Walmart wants to make sure its employees who take time off to serve in the military never have to take a pay cut.
The company on Tuesday announced a new pay policy for all full-time and part-time workers who leave for voluntary or involuntary military assignments. Walmart’s pledge is to cover the difference in pay any time an employee’s military salary is less than what he or she makes working at the store.
So even when a worker is on a military assignment, they’re now guaranteed to earn at least as much as they would working as a civilian at Walmart.
The policy covers any military assignment longer than three days.
The company already offers differential pay to some active service members. But this policy change vastly expands the existing program, and it now covers employees who want to do “voluntary services,” which includes basic training.
Walmart says it will become “one of the first major retailers” to offer such comprehensive coverage.
Walmart said the policy will now allow employees who are thinking about enlisting in the military “to do so without fear of losing wages during training.”
Gary Profit, a former Brigadier General in the armed forces who is now director of military programs at Walmart, said the “lion’s share” of Walmart workers who leave for military duty would take a pay cut without the program.
Soldiers don’t typically draw a large salary, especially those who are newly enlisted. On its website, the U.S. Army says that soldiers with less than two years of experience make about $19,200 per year, or about $9.23 per hour. And the Army says that pay is slightly lower for the first four months of service.

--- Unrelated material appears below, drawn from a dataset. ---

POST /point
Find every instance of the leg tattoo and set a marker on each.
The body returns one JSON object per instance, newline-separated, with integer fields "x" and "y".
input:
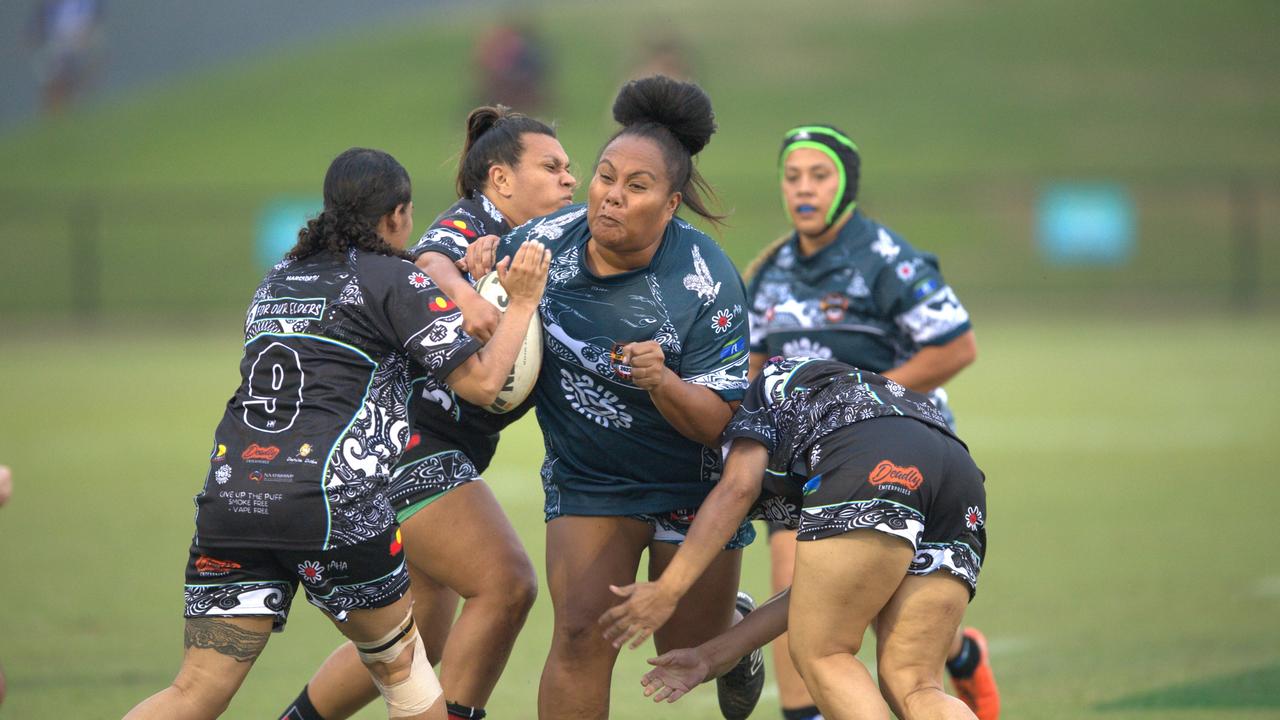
{"x": 224, "y": 637}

Walmart, meanwhile, has increased its pay in recent years after it was targeted by Fight for $15, a grassroots movement that lobbies for higher minimum wages.
In February 2016, the company boosted its minimum wage to $10 per hour from $9. Walmart said this week that its full-time workers now make an average of $13.60 per hour. The company’s maximum hourly wage is $24.70.
Walmart is also in the middle of a massive push to hire veterans. The company has promised to hire 250,000 veterans who have been honorably discharged from service by the end of 2020.
Profit, Walmart’s director of military programs, said the company has already hired 170,000 veterans since 2013.